Goal 5: Look for additional opportunities in nonfiction writing.


Those are my writing goals for 2015. Have goals you want to share? Drop them in the comments.

Another view of my writing in 2014

Yesterday, I posted a heat-map infographic of my writing in 2014. Here is a more traditional view of what it looked like to write every single day of the year.

Writing in 2014
Click to enlarge

I averaged 853 words/day in 2014. That’s the equivalent of about 34 minutes per day spent writing. And since I wrote every day in 2014, that amounts to about 207 hours of writing time in 2014.

I’ll have more to say about my writing plans for 2015, but you’ll have to wait until I get home. The final leg of our drive is today, and we hope to be back home (after 3 weeks away) this afternoon.

 

I wrote every day in 2014: Here’s an #infographic

As of today, my writing streak stands at 528 consecutive days. The overall number are 671 out of the last 673 days, but I have written every day since July 21, 2014. I began this back in late February of 2013, and since today is the last day of 2014, it means that I have now written every single day in 2014. I put together an infographic to illustrate what this looks like:

Writing 2014 Infographic

The infographic show my writing by day for each week in 2014. It is color coded as a heat map, with “cooler” colors representing low word count days, and “warmer” colors representing higher word count days. The totals are the totals for each week, which are color coded in proportion to the total of the days of the week.

From this, you can see that I wrote a total of 311,354 words in 2014. That is fiction and nonfiction and does not count blogging. If you want to include the blogging I’ve done here, you must add 233,788 words to that. Fiction/nonfiction plus blogging totaled 545,142 words in 2014.

The infographic allows me to easily spot trends in my writing. For instance, I had a fairly cool period in weeks 5-10, followed by a fairly hot period weeks 18-27. Cool again weeks 40-44, and then back to warm weeks 47-51.

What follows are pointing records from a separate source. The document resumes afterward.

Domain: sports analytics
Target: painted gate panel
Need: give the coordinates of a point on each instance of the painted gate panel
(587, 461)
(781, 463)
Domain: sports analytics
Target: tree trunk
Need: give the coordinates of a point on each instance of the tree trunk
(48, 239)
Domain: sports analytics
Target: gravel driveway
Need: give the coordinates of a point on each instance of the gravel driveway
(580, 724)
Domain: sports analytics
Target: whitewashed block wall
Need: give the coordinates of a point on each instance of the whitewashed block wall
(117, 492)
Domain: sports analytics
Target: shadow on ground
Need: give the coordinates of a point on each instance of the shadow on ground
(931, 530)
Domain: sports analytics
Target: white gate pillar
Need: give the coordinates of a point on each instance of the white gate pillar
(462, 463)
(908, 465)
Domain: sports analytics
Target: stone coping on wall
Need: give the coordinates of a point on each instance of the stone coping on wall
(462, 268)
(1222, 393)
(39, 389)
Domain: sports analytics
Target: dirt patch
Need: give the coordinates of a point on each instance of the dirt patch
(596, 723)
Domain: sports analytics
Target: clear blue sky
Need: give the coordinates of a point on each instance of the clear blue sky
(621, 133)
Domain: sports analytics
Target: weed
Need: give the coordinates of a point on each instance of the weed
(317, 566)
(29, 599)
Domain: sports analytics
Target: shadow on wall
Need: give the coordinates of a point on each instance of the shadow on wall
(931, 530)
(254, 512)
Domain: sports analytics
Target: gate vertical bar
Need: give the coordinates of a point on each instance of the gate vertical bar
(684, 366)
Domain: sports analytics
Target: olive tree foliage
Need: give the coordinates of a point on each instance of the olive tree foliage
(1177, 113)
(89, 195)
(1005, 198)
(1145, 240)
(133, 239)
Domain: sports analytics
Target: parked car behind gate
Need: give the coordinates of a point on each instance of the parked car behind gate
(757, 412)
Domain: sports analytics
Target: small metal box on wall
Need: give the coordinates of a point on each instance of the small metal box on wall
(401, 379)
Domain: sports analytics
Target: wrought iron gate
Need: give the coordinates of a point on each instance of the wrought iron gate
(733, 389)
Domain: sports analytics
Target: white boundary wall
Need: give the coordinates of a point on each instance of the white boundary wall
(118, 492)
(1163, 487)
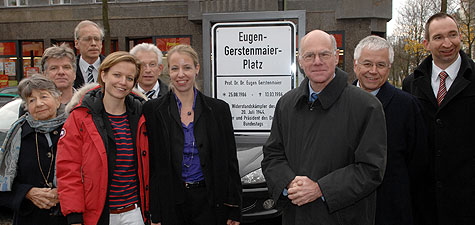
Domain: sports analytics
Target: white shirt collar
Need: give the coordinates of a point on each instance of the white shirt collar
(375, 92)
(452, 70)
(84, 65)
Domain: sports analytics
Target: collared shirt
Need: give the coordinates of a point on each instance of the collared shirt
(156, 88)
(375, 92)
(311, 91)
(83, 65)
(191, 167)
(452, 71)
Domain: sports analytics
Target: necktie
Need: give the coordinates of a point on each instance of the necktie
(150, 94)
(90, 76)
(442, 89)
(313, 97)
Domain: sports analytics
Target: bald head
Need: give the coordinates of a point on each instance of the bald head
(318, 35)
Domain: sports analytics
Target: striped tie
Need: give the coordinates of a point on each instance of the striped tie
(442, 89)
(313, 97)
(90, 76)
(150, 94)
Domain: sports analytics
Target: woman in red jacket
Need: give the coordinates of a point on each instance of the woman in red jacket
(102, 164)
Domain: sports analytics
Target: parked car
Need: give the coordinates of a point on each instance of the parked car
(7, 94)
(257, 203)
(9, 114)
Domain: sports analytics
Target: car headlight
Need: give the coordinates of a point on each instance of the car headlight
(254, 177)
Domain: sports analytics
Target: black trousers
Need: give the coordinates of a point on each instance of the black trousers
(196, 209)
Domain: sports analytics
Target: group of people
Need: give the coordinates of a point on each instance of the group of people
(100, 147)
(338, 153)
(369, 153)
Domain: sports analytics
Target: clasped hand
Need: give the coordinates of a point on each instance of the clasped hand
(302, 190)
(43, 198)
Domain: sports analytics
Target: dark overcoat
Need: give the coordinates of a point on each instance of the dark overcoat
(446, 194)
(29, 176)
(407, 148)
(214, 137)
(79, 81)
(339, 141)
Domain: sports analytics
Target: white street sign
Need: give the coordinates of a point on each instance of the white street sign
(253, 65)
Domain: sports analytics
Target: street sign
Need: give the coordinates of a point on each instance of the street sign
(253, 65)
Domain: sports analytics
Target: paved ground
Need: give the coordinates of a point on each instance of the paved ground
(5, 219)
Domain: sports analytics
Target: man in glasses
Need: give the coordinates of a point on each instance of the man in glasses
(88, 38)
(152, 67)
(405, 129)
(326, 153)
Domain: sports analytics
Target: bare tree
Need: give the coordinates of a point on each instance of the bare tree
(409, 35)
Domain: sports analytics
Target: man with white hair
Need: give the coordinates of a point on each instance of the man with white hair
(88, 38)
(406, 133)
(326, 152)
(151, 58)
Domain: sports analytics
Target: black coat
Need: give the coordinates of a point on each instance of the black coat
(339, 141)
(407, 148)
(446, 194)
(29, 176)
(79, 81)
(214, 137)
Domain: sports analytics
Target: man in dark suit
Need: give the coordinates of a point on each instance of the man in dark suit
(88, 38)
(151, 58)
(406, 133)
(444, 83)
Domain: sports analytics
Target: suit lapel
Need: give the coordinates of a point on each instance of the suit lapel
(424, 85)
(459, 84)
(385, 94)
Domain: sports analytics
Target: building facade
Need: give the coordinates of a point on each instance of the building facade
(27, 27)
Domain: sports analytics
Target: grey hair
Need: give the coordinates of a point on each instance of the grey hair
(373, 42)
(58, 52)
(146, 47)
(36, 82)
(332, 39)
(85, 23)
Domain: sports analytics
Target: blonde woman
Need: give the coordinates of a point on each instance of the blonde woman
(194, 168)
(102, 166)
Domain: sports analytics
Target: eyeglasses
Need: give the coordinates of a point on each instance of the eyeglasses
(150, 65)
(370, 65)
(310, 56)
(90, 38)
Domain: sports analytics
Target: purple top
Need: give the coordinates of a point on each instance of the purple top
(191, 168)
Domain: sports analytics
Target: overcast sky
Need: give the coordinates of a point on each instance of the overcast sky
(391, 24)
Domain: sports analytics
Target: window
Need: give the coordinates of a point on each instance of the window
(17, 2)
(8, 64)
(32, 52)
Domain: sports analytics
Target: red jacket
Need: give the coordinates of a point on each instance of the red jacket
(82, 164)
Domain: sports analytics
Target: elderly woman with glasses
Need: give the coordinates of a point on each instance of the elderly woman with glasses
(28, 154)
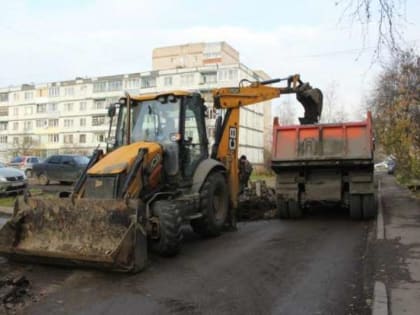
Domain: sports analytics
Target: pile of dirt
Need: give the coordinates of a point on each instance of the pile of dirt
(257, 202)
(14, 288)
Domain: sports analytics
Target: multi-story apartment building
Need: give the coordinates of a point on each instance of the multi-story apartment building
(70, 116)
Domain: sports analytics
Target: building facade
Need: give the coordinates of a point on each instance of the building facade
(71, 116)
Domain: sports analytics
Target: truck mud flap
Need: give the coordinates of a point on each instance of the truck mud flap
(92, 233)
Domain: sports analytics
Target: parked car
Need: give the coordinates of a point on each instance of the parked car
(11, 180)
(64, 168)
(391, 165)
(24, 163)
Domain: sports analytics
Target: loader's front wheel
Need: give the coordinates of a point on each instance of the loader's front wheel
(214, 205)
(170, 223)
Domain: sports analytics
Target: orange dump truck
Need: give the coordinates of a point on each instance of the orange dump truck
(324, 164)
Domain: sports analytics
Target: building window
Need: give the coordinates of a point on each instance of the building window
(52, 122)
(52, 107)
(41, 123)
(115, 85)
(209, 77)
(68, 139)
(148, 82)
(27, 125)
(27, 140)
(53, 138)
(69, 91)
(82, 138)
(99, 104)
(167, 81)
(41, 108)
(4, 111)
(82, 106)
(133, 83)
(68, 107)
(211, 113)
(68, 123)
(4, 97)
(99, 86)
(98, 120)
(187, 79)
(28, 95)
(228, 75)
(54, 91)
(100, 137)
(210, 132)
(28, 110)
(83, 89)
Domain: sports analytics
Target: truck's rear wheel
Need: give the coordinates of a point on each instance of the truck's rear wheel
(355, 207)
(369, 206)
(214, 205)
(170, 223)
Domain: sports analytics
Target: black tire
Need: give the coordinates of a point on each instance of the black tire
(28, 173)
(370, 209)
(295, 211)
(282, 209)
(214, 205)
(170, 224)
(43, 179)
(355, 207)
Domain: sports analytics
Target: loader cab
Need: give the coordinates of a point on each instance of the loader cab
(174, 120)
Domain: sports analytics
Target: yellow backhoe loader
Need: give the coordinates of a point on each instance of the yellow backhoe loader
(156, 175)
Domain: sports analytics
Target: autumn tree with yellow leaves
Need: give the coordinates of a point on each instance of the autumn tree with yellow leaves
(396, 107)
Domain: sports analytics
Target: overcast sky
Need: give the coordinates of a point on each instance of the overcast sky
(50, 40)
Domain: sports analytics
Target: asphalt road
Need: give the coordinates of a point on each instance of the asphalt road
(310, 266)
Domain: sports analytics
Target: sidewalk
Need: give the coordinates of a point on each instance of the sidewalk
(398, 255)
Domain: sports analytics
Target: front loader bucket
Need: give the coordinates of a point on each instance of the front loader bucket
(95, 233)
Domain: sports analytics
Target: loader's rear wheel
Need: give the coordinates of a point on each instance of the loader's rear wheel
(214, 205)
(355, 207)
(370, 209)
(43, 179)
(170, 223)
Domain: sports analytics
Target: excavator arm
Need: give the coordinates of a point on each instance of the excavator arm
(247, 93)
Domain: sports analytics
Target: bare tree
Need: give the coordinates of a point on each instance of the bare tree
(396, 107)
(332, 110)
(387, 15)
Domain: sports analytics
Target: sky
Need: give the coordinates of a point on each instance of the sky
(49, 40)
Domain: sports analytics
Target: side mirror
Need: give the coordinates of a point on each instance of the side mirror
(111, 110)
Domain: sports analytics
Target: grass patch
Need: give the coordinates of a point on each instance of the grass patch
(7, 201)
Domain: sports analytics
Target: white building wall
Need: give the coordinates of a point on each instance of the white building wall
(71, 116)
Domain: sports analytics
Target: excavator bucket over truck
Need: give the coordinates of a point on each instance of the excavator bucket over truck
(156, 176)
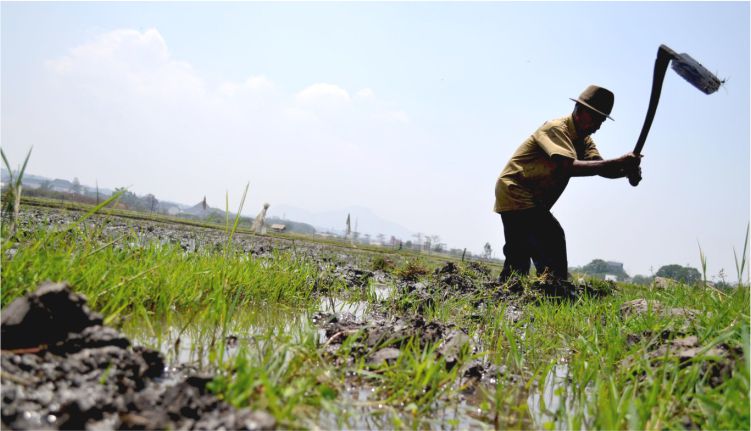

It also gives an interesting look at my writing on each day of the week. The totals at the bottom are averages per day for that weekday. On average, I wrote 934 words/day on Monday, my most productive day of the week. Contrast that to Wednesdays, where I averaged 760 words/day.

I try to write at least 500 words each day, but if I don’t hit 500 I don’t sweat it. Circumstances are sometimes out of my control. Still, I’m pleased that I managed to write every day this year. If I had managed to write exactly 500 words every day, that would have been a total of  182,500 words. That I wrote nearly twice that amount (well, 1.7 times that amount) makes me happy. It also helps set a baseline for next year.

My only real goal for 2015 is to keep up the streak. I’d like to finish the second draft of the novel as part of that streak, but I’ll take what I can get.

Writing on vacation

We have now been on vacation for a little over a week, and my consecutive day writing streak remains unbroken at 517 consecutive days as of yesterday. (I have yet to get my writing in today, but it is still early.) I have managed to write while on vacation, even though the first week has been a very busy one, with lots of driving (over 1,000 miles), and 3-1/2 days roaming about the Disney World parks. So how does my vacation writing compare to when I am not on vacation? From the standpoint of quality, I have no objective measurement, but from the standpoint of quantity, it looks pretty good:

Vacation writing

The chart above shows the last 30 days of my writing. The last 8 days (in the red box) are the days that I wrote while on vacation. I’ve written just under 7,000 words over the course of the 8 days I’ve been on vacation, averaging 870 words/day. Those last two days are up because we have arrived at our final destination for the remainder of our vacation, and have settled into the relaxation phase. The weather is warm and sunny, the pool is cool and wet, and we can relax in the run-up to the holidays. I have more time to write, and I am also less tired in the evenings, when I have been doing the bulk of my writing. I suspect this trend will continue, and I hope to make significant progress on the novel draft over the next couple of weeks.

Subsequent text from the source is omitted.